From 1930ebcaadff66f919e8b69ee03e803f930f4ff7 Mon Sep 17 00:00:00 2001
From: Peter Thedens <pthedens@iastate.edu>
Date: Sun, 15 Oct 2017 17:39:45 -0500
Subject: [PATCH] Update ci_faq.md

---
 documentation/ci_faq.md | 12 ++++++------
 1 file changed, 6 insertions(+), 6 deletions(-)
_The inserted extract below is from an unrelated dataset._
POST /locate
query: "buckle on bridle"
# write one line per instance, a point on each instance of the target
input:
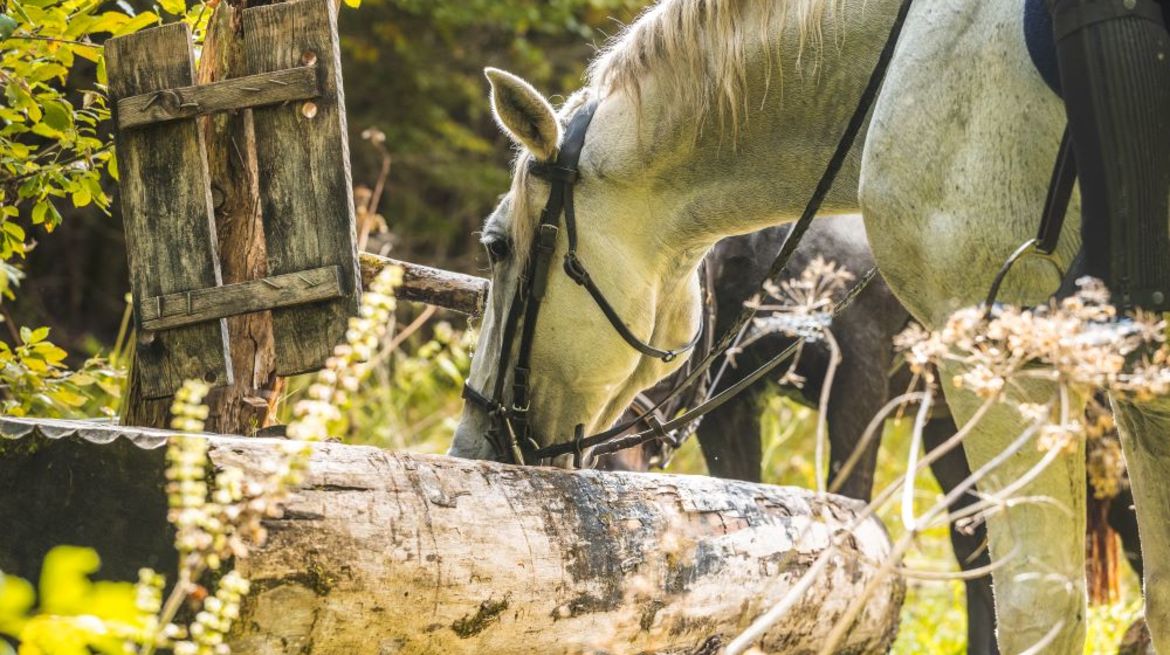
(575, 269)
diff --git a/documentation/ci_faq.md b/documentation/ci_faq.md
index d083d62ef..a4112108b 100644
--- a/documentation/ci_faq.md
+++ b/documentation/ci_faq.md
@@ -36,10 +36,10 @@ directory.
 ## How does CI work?
 When a commit is added to a branch in our repository, a notification is sent out
 to our gitlab-ci-runner, which instructs it to checkout the updated branch and
-run the directive in `.gitlab-ci.yml`. It then runs each directive, which is
+run the directive in [`.gitlab-ci.yml`](.gitlab-ci.yml). It then runs each directive, which is
 made up of bash scripts to execute. In our case, we run two scripts, 
-`ci-build.sh` and `ci-test.sh`, which compile projects and run checks,
-respectively. (Look at these scripts to learn more about how they work). If
-some error occurs during the script (perhaps a forced error generated by a
-failed test), then the runner sends a message back to Gitlab indicating that the
-CI failed. Otherwise, it succeeds.
+[`ci-build.sh`](ci/ci-build.sh) and [`ci-test.sh`](ci/ci-test.sh), 
+which compile projects and run checks, respectively. Look at these scripts to 
+learn more about how they work. If some error occurs during the script 
+(perhaps a forced error generated by a failed test), then the runner sends a 
+message back to Gitlab indicating that the CI failed. Otherwise, it succeeds.